GPU hard reset

lars · March 3, 2011, 3:41am

Hi,

We’re having trouble getting our TYAN S7015 based 8 x GTX 580 GPU box to run reliably.

Box specs:

http://www.tyan.com/product_SKU_spec.aspx?ProductType=BB&pid=412&SKU=600000188

After a fresh reboot, our CUDA regression tests usually run fine for quite a while… However, after a random period of time (a day or so), some of the cards start getting NVRM Xid errors… From dmesg:

NVRM: Xid (0084:00): 13, 0001 00000000 000090c0 00001b0c 00000000 00000000

After this, the 0084:00 GPU is going into a quite dodgy state, with kernels randomly getting “launch failed” errors and generally producing incorrect results. It seems like the Xid error caused a GPU memory corruption or something that the card is unable to recover from. Reloading the nvidia kernel module doesn’t help. Even after a soft reboot, the failing card often still behaves badly.
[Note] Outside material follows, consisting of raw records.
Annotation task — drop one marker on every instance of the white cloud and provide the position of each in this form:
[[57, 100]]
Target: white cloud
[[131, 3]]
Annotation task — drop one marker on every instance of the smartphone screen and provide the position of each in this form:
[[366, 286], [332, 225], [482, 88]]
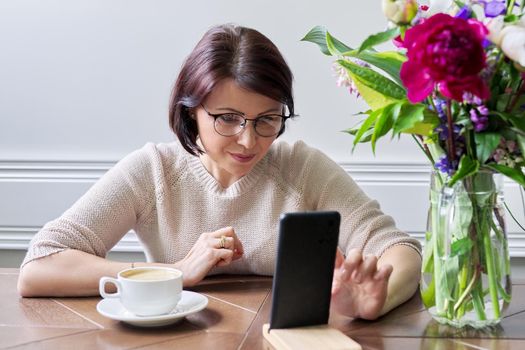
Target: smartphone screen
[[303, 275]]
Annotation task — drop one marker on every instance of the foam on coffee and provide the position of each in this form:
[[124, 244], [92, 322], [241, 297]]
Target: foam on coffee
[[150, 274]]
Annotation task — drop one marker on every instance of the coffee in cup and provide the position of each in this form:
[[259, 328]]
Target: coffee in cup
[[146, 291]]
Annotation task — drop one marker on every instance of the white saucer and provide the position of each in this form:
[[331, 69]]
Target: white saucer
[[189, 303]]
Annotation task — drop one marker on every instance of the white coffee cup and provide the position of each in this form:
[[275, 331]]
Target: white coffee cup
[[146, 291]]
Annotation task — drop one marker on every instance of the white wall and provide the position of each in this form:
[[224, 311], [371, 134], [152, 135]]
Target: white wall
[[83, 83]]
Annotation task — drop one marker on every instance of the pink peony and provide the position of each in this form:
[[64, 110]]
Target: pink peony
[[446, 51]]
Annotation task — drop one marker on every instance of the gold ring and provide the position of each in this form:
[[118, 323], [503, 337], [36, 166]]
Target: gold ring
[[222, 244]]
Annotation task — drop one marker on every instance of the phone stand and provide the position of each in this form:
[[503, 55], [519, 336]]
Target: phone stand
[[309, 338]]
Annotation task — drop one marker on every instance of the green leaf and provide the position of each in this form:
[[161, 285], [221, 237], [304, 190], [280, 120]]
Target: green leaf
[[449, 274], [384, 122], [318, 35], [467, 166], [461, 247], [372, 97], [409, 116], [521, 142], [389, 61], [515, 174], [374, 80], [486, 144], [367, 124], [379, 38], [518, 122], [425, 127], [366, 137]]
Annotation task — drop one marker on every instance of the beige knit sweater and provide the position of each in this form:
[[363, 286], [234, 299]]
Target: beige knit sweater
[[167, 196]]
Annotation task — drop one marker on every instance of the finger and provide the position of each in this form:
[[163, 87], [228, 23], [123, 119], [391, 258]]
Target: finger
[[225, 231], [352, 263], [384, 272], [339, 258], [224, 257], [368, 267], [238, 249]]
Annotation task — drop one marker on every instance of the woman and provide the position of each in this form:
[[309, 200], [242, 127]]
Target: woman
[[210, 202]]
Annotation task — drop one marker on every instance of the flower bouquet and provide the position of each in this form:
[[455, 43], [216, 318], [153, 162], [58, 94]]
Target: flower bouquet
[[454, 82]]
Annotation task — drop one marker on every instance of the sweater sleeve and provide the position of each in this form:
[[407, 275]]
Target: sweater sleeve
[[104, 214], [326, 186]]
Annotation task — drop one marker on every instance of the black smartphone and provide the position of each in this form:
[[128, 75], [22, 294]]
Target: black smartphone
[[302, 281]]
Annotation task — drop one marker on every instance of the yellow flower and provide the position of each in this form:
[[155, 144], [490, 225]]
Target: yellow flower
[[400, 11]]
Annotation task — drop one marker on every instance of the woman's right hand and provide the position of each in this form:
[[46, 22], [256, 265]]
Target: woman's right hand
[[209, 252]]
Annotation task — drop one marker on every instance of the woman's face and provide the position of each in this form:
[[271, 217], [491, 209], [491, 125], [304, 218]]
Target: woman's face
[[228, 158]]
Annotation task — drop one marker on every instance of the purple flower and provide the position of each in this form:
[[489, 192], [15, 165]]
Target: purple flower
[[445, 165], [464, 12], [446, 52], [493, 8], [480, 121]]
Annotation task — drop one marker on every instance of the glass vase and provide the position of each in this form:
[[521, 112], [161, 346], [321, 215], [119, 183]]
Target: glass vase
[[466, 263]]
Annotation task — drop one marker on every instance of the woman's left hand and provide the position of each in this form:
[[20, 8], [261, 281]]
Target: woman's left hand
[[359, 287]]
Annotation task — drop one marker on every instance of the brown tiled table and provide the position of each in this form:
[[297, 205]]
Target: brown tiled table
[[238, 307]]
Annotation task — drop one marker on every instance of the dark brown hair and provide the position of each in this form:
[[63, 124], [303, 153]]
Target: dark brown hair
[[227, 51]]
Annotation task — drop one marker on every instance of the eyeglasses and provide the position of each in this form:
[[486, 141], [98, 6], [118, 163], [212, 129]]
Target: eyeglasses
[[230, 124]]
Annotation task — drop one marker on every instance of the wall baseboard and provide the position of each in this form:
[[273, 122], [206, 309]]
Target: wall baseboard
[[34, 192]]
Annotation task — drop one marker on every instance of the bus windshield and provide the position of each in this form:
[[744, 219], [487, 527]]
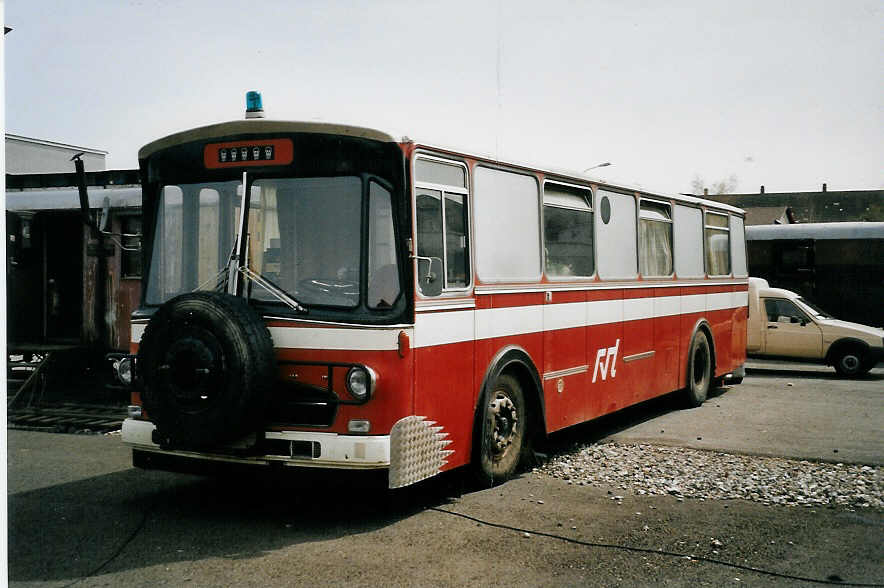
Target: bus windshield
[[305, 235]]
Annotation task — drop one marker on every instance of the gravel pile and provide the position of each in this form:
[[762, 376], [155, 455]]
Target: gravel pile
[[689, 473]]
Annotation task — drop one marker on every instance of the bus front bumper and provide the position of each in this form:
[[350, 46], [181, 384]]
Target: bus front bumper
[[287, 448], [414, 450]]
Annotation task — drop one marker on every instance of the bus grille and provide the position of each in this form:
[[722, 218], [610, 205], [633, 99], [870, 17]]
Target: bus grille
[[302, 406]]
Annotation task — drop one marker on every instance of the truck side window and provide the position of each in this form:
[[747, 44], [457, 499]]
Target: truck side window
[[779, 310]]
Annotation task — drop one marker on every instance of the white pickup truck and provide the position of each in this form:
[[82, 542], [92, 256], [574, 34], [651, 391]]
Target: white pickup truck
[[784, 325]]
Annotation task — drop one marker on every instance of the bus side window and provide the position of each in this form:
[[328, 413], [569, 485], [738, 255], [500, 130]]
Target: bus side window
[[717, 245], [616, 230], [442, 217], [655, 239], [567, 230]]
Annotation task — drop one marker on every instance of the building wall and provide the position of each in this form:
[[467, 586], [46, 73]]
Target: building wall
[[809, 207], [28, 156]]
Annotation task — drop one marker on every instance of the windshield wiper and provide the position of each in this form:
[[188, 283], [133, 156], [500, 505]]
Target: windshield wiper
[[273, 289]]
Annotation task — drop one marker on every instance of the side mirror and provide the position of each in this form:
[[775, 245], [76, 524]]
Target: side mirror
[[105, 214], [429, 275]]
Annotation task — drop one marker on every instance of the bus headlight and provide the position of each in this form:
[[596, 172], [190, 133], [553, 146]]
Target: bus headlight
[[124, 368], [360, 382]]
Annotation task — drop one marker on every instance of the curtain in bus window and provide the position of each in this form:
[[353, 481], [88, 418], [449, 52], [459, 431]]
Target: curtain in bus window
[[655, 253], [209, 261], [167, 247], [192, 240], [688, 245], [429, 223], [717, 245], [738, 247], [655, 239], [383, 274]]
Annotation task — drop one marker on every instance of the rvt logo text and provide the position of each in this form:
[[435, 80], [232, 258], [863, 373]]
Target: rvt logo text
[[604, 358]]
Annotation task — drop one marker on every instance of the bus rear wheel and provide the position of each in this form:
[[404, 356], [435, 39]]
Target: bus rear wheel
[[502, 430], [699, 370]]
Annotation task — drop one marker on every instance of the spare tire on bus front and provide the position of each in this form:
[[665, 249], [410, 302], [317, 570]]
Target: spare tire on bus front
[[207, 363]]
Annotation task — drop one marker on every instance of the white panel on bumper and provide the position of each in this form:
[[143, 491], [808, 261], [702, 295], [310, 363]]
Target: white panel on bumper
[[341, 451]]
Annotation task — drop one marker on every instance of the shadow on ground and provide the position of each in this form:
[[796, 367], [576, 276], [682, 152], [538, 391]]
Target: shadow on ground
[[135, 519]]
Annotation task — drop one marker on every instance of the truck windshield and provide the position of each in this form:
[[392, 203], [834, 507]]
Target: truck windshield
[[305, 235], [813, 308]]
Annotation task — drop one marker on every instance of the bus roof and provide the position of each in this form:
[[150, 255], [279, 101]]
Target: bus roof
[[574, 176], [262, 125], [847, 230]]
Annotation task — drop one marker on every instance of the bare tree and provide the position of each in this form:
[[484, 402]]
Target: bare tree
[[725, 186]]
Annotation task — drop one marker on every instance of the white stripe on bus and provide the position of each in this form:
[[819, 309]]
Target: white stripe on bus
[[442, 328]]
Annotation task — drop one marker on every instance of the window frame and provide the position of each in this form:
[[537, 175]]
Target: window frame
[[726, 229], [468, 224], [590, 209], [669, 221], [124, 254]]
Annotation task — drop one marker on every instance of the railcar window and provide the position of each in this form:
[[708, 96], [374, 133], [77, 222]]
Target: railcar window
[[567, 230], [717, 244], [655, 239]]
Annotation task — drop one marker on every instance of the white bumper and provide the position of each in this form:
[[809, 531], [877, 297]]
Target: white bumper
[[296, 448], [414, 450]]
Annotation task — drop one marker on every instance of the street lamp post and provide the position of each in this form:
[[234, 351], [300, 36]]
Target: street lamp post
[[606, 164]]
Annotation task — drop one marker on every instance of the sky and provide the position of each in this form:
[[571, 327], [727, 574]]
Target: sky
[[785, 94]]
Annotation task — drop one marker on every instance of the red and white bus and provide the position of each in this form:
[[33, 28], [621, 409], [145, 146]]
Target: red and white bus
[[331, 296]]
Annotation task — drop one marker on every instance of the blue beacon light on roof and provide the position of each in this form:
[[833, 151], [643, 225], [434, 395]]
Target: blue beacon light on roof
[[254, 106]]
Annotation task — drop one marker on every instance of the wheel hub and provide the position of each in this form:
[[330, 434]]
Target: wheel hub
[[504, 422]]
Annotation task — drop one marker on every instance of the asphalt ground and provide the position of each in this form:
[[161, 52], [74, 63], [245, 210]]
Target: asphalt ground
[[80, 515]]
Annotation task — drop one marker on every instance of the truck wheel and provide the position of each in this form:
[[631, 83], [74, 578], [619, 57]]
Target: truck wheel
[[208, 366], [699, 370], [502, 430], [850, 362]]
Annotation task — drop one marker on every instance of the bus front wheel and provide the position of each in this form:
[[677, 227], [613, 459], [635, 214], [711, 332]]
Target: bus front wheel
[[502, 430], [699, 370]]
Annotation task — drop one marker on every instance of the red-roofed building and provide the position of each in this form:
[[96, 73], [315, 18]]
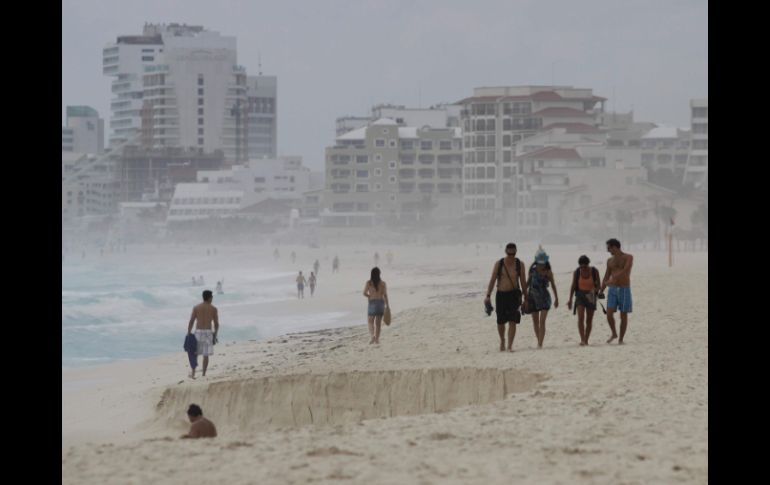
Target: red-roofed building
[[496, 120]]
Only power cycling the whole server seems to restore the GPU to a good state.

My first question is, is there any way to trigger a GPU “hard reset” from software, without power cycling the server, in order to try to work around this kind of errors? Something like nvidia-smi --hard-reset -g 0 would be really useful. Is it even possible with current hardware?

Second questions is, does anyone else out there have any experiences to share from trying to run CUDA under Linux on an 8 x GTX 5x0 GPU server similar to ours? Does it work for you, or are you running into similar problems? Any suggestions would be greatly appreciated.

nvidia-bug-report.log.gz attached… Btw, we’re loading the kernel module with NVreg_EnableMSI=1 which seems to improve system stability.

Thanks,

Lars

twofisher · March 7, 2011, 10:58am

Hi Lars,

sorry, but this is just a “me too”.

We have the same board equipped with 8 GTX 460 GPUs (these use less power than the “official” Tesla-configuration).

Some of the devices seem to work quite reliably, others show the exact same error messages as yours do.

In addition to your messages i get this:
NVRM: Xid (0011:00): 31, Ch 00000001, engmask 000000081, intr 10000000

I tested with the pre-release of cuda 4.0, too but i see the same problem there, too.

Does the SDK’s simpleMultiGPU test program work correctly on your box?

Other test programs like bandwidthTest seem to work o.k. on all 8 devices (command line swith -device=[0-7] used).
matrixMul runs fine on device 0 and 6, 7 but not on the others.

This is really strange. The box runs with OpenSuse 11.2 (64 bit).

If it helped folks at nvidia, i could temporarily provide a ssh account to the box.

Regards
Martin

MikhailK · March 7, 2011, 9:15pm

May be there are some power instability problems w/server power supply ?
Also try to exchange the GPUs places to see if the error is really “bonded” w/particular GPUs.

Mikhail

lars · March 10, 2011, 3:44am

Hi Martin,

The MultiGPU SDK samples seems to work fine on our box, while simple SDK samples such as “scan” and reduction fail on several cards…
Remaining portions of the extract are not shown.